SPAG started negotiations with Punchdrunk two years ago, and production on the Shanghai version has been underway since last year. An unfinished building on 1013 Beijing West Road is being renovated for the show, which will take place from the first to the fifth floor for a total area of 6,000 square meters. Meanwhile, an extra 4,000-square-meter area will be dedicated to entertainment facilities such as a bar and restaurant. The team dubbed the building The McKinnon Hotel, the bigger sister to The McKittrick Hotel, the venue that hosts the New York version.

Shanghai special



Felix Barrett, Punchdrunk's artistic director and co-director of Sleep No More, spoke highly of the Shanghai venue, which he said offered more freedom when it came to specially altering the interior to better present the story.
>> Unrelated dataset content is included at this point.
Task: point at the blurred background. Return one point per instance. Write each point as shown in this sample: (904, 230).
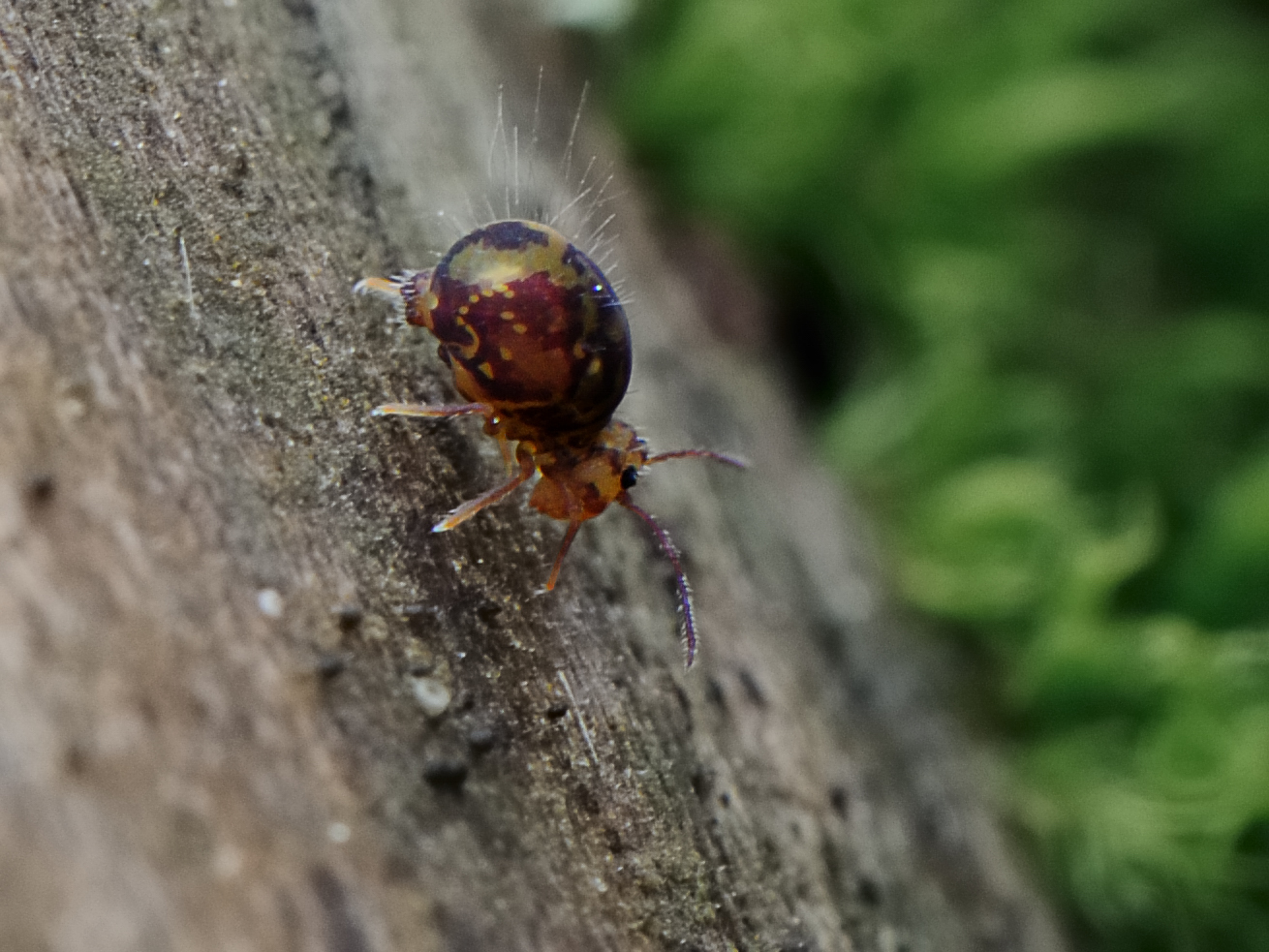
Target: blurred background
(1015, 257)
In previous versions, the design team had to design scenes around the original floor plans of the building.

Like the New York version, The McKinnon Hotel will also be set in the 1930s and present a Hitchcock-style atmosphere, as Barrett thinks Hitchcock's style is the best fit for the suspenseful and melancholy atmosphere in Macbeth.

According to Barrett, the Shanghai production will retain the essence from the previous versions while providing a new experience by introducing Shanghai and Asian features. Actors performing in previous versions will make up about two-thirds of the Shanghai cast, while the rest will be new actors chosen for their contemporary dance skills and understanding of Chinese and Asian culture.

Localization has also included some censorship concerns, for instance, some nude scenes in previous renditions will be presented in a more indirect way in Shanghai.

Ma regards the introduction of Sleep No More to China as a bold move for SPAG, since immersive theater is still relatively new to the market. However, he also sees it as a valuable opportunity to train a professional Chinese team in the production and management of an immersive theater production.

"We'll evaluate the quality of the show and its reception among audiences during the first run, and if it proves popular in Shanghai as well, we will consider continuing it as a regular show in the city," Ma told the Global Times.

The budget for the Shanghai version has reached more than 80 million yuan ($12 million), most of which have been covered by a number of commercial sponsors, said Ma. Ticket prices are expected to range from 550-650 yuan, close to the prices for the New York version.